By Richard Gantt
Here are some thoughts and guidelines for writing your MFA thesis paper. First of all, it will be useful to you if you have a clear idea of your paper's importance in the scheme of things.
Since we stress your studio work – its evolution, production, content, formal and technical concerns, and its exhibition – it is tempting to undervalue the written paper. However, since the MFA is an academic degree, the paper is the formal record of your accomplishments toward that degree. In fact, in the future, it will quite likely be the sole record of your efforts. The works themselves will scatter after the exhibition closes. Their number will diminish as time passes. The slides that you so carefully prepare and submit have a short life by archival standards. Your paper, due to its exacting standards of production and professional maintenance in the library, is likely to be what lives beyond the collected and individual works, the slides, and even you. Recently a researcher came to this campus to find out about an artist and writer of international reputation who received her MFA here in 1952. The work that constituted the thesis is now gone. The faculty who taught the artist are all dead. The written thesis is the surviving witness to the artist's early involvement in the arts and her first professional experience. So perhaps with this in mind, it is easier to gauge the significance of your paper and the care you will want to take with it.

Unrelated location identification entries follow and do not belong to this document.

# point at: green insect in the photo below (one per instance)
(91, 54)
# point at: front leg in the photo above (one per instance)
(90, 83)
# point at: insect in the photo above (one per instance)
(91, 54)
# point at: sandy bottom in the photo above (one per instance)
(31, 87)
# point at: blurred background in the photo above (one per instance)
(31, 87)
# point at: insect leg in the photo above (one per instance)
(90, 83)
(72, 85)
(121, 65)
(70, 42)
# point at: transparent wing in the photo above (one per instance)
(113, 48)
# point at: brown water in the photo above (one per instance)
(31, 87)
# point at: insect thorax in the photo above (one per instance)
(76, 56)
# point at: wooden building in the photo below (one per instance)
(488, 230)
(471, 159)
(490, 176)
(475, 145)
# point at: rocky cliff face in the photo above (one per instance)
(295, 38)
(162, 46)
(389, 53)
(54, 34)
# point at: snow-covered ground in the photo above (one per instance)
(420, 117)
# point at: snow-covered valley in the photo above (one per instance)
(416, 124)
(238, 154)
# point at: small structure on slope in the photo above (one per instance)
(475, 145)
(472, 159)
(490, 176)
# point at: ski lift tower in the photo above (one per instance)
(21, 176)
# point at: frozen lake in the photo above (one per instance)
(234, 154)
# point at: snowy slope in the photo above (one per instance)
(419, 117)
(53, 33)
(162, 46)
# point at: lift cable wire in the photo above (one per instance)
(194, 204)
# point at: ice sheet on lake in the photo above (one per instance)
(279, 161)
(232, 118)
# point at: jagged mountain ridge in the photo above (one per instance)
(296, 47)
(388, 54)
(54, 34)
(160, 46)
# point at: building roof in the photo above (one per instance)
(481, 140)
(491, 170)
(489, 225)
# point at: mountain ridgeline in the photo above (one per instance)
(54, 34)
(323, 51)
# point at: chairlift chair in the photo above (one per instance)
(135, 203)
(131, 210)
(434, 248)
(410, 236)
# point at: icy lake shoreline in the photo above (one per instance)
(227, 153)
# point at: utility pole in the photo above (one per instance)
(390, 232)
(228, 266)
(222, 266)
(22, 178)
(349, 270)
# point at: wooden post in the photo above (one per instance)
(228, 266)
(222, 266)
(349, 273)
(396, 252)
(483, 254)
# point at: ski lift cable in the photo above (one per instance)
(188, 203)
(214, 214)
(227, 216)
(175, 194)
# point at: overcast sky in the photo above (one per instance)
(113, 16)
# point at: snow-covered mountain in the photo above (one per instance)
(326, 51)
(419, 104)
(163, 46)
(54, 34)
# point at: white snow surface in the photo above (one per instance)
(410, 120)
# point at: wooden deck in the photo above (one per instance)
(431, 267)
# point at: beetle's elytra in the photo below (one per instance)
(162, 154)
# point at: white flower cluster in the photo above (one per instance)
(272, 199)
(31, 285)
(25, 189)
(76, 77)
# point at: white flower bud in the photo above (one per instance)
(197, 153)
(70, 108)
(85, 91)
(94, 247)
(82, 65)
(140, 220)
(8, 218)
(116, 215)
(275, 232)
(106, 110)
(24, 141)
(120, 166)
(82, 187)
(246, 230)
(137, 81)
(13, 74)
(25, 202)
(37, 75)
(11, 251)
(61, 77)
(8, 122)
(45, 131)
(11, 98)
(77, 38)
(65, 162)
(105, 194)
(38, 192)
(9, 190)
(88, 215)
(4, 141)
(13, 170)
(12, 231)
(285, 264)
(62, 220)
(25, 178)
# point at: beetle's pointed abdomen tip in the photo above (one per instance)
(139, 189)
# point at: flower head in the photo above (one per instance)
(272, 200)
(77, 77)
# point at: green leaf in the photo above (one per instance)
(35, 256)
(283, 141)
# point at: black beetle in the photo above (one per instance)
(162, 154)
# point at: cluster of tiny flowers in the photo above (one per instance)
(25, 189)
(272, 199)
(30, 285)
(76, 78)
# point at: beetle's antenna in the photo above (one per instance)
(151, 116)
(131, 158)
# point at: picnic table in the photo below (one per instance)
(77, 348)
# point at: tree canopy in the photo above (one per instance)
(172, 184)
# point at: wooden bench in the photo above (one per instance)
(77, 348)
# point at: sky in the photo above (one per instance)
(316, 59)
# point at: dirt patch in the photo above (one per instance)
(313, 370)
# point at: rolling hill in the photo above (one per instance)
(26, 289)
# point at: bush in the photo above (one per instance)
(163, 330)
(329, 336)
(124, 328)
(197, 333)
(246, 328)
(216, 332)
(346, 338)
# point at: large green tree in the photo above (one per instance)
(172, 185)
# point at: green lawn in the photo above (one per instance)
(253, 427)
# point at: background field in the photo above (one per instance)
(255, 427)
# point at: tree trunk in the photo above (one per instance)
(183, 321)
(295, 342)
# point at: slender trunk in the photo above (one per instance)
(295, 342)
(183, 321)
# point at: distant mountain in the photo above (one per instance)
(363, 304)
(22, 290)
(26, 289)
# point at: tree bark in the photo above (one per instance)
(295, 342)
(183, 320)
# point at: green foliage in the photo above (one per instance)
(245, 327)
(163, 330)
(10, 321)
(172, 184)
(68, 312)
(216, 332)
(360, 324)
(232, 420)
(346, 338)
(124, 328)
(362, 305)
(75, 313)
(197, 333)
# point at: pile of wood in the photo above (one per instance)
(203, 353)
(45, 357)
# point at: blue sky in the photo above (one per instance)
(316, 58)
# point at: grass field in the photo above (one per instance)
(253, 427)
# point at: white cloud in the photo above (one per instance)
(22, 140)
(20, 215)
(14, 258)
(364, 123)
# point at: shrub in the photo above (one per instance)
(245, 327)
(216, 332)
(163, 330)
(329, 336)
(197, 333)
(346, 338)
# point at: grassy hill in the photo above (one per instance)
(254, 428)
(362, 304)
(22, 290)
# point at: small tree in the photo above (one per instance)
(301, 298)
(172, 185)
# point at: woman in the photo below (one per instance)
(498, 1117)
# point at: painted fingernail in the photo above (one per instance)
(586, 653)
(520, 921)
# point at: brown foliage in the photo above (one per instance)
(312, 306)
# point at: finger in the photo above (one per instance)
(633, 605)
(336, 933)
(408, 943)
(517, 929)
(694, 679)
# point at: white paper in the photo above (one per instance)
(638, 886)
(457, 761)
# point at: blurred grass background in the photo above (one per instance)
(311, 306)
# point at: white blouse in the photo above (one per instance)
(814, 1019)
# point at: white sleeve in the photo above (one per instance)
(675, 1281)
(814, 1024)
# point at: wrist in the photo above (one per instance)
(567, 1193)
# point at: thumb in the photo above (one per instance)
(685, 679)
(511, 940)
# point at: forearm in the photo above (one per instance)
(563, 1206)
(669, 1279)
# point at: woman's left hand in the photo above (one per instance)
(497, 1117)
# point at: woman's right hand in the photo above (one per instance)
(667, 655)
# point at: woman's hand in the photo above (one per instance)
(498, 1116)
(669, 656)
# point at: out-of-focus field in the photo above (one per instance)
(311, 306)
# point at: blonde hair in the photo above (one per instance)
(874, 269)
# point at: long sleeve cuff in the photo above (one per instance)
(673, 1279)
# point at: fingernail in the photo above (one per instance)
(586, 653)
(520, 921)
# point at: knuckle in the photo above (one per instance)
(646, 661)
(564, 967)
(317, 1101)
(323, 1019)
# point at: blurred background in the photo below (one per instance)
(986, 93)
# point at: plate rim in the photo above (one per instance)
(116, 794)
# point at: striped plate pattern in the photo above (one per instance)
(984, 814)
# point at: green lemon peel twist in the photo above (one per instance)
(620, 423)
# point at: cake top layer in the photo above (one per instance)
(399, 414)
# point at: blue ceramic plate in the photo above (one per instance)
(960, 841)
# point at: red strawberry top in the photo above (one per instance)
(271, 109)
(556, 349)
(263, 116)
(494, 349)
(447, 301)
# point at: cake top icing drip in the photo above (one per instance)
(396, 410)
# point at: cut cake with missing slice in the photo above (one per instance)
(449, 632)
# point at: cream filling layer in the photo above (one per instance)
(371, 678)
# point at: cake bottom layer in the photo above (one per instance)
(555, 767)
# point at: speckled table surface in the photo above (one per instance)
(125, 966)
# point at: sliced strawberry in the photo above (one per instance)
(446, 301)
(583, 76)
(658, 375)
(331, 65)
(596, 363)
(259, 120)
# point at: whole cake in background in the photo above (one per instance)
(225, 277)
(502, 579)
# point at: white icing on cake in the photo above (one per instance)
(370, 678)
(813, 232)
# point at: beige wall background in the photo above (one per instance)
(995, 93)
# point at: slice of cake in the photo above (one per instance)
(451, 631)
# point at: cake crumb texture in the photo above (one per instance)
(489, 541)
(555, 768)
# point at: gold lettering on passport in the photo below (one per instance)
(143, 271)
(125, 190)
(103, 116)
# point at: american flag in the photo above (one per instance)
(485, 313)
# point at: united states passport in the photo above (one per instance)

The Graduate School provides guide sheets for its requirements for written submissions. Even if someone else is typing your work or putting it into the proper format, get your own copy of the requirements from the Graduate School. Read it for yourself and see that its standards are followed. If your paper fails to meet any of these standards it will be rejected. They WILL check your paper, and their standards and deadlines are not flexible.
Writing about nonverbal work can be exasperating, but there are simple ways to start which will help you. It is reasonable to divide your attention on your art into areas that you will want to comment upon. What is important? – media, formal properties (size, scale, color, texture, line, shape, space, etc.), subject, autobiographical aspects? If you describe your art by keeping your observations focused on topics you will be a long way toward completing the main labor involved in the production of your paper. Each topic will cover a significant aspect of your art, and together they will form the paragraphs that will give your paper structure and needed clarity. Remember, you are writing for others. If your readers find that they cannot trust your paper because it is unfocused, rambling or contradictory, they are not likely to trust that your art has any consequence. You wouldn't either if you were encountering the material for the first time in someone else's paper.